In [6]:
#Version 2.1
import pandas as pd
import re
from fuzzywuzzy import fuzz
from fuzzywuzzy import process
from nltk.corpus import stopwords
from metaphone import doublemetaphone

# Load NLTK stop words
stop_words = set(stopwords.words('english'))

# Load the property details and alias details
property_data = pd.read_excel('Property & Alias Info.xlsx', sheet_name='PROPERTY INFO')
alias_data = pd.read_excel('Property & Alias Info.xlsx', sheet_name='ALIAS INFO')

# Load the text message and voicemail logs
text_message_logs = pd.read_csv('Text_Logs(2024-08-19-2024-09-27)-20240927.csv')  
voicemail_logs = pd.read_csv('Voicemails(2024-08-19-2024-09-27)-20240927.csv')  
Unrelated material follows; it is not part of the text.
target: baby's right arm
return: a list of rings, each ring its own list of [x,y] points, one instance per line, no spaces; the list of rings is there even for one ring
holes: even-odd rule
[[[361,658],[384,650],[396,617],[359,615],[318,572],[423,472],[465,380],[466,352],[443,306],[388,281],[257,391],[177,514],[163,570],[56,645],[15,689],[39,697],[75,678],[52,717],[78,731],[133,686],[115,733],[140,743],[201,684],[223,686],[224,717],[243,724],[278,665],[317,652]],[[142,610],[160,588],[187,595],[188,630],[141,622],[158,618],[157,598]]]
# Normalize phone numbers: remove country code (1) and non-digit characters
def normalize_phone_number(phone_number):
    """Normalize phone number by removing country code and non-digit characters."""
    if pd.isna(phone_number):  # Check for NaN values
        return ''  # Return empty string for NaN values
    phone_number = str(phone_number)  # Ensure it's a string
    phone_number = re.sub(r'\D', '', phone_number)  # Remove all non-digit characters
    if phone_number.startswith('1') and len(phone_number) == 11:  # Remove country code '1'
        phone_number = phone_number[1:]
    return phone_number

# Normalize phone numbers in text and voicemail logs
text_message_logs['ReceiverPhoneNumber'] = text_message_logs['to_phone'].apply(normalize_phone_number)
text_message_logs['SenderPhoneNumber'] = text_message_logs['from_phone'].apply(normalize_phone_number)
voicemail_logs['SenderPhoneNumber'] = voicemail_logs['external_number'].apply(normalize_phone_number)
voicemail_logs['ReceiverPhoneNumber'] = voicemail_logs['internal_number'].apply(normalize_phone_number)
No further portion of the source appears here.